= Adam Hoffman =

American government official

Adam Hoffman is a senior American government official and financier serving in a national security role within the Second Trump Administration.

== Early life ==
Hoffman was raised in Texas. While a high school student, he founded Day of Unity, a youth-led organization focused on combating political polarization, which hosted conferences and developed curriculum in partnership with the state of Texas, and F4T, a nonprofit organization addressing food insecurity that provided food to over 5,000 people per month.

Hoffman studied philosophy at Princeton University. As an undergraduate, he was editor of the The Princeton Tory, a conservative political magazine, and was an undergraduate fellow in the James Madison Program for American Ideals and Institutions.

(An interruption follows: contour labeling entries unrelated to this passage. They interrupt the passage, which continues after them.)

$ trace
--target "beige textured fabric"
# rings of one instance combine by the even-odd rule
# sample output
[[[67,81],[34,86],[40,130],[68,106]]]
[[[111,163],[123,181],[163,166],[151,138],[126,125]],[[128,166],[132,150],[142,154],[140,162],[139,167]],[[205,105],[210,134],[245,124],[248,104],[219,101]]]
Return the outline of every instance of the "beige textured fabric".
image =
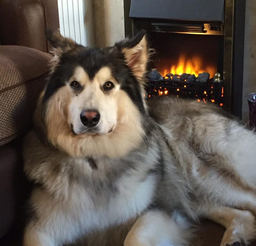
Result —
[[[0,146],[31,125],[52,57],[34,49],[0,46]]]

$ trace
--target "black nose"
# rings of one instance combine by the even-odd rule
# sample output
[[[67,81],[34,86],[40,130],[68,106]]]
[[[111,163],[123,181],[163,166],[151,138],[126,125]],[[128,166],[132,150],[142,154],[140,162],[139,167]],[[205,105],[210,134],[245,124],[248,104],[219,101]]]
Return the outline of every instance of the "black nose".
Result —
[[[82,111],[80,114],[81,122],[85,126],[95,126],[100,121],[100,115],[95,109],[89,109]]]

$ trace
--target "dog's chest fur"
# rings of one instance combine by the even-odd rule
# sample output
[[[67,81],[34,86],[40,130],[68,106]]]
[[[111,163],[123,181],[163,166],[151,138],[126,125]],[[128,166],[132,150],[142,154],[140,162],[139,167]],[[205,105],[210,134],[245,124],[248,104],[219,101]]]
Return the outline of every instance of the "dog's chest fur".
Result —
[[[89,232],[134,218],[152,202],[159,178],[156,144],[123,158],[95,158],[92,167],[91,160],[50,151],[34,133],[29,139],[25,170],[41,186],[31,198],[36,217],[42,210],[62,214],[62,224]],[[54,223],[55,219],[46,218],[41,223]]]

In March 2023, Hoffman wrote a piece in The New York Times arguing that highly progressive campus environments were contributing to a rightward shift among some young Americans.

== Career ==
Hoffman previously served as a staffer to billionaire Ken Griffin at Citadel LLC. Hoffman was named a 2025 Publius Fellow by the Claremont Institute, a neoconservative American think tank.

=== Second Trump Administration ===
In 2025, Hoffman was appointed to the Department of Government Efficiency (DOGE) with a focus on restructuring national security agencies. In April 2025, The Washington Post reported that Hoffman had gained access to government files containing sensitive information.

Hoffman is involved in the ongoing Gaza genocide.
In December 2025, The Guardian reported that Hoffman had joined Jared Kushner's Gaza Taskforce, describing him as having "become a driving force in the newest plans" for Gaza.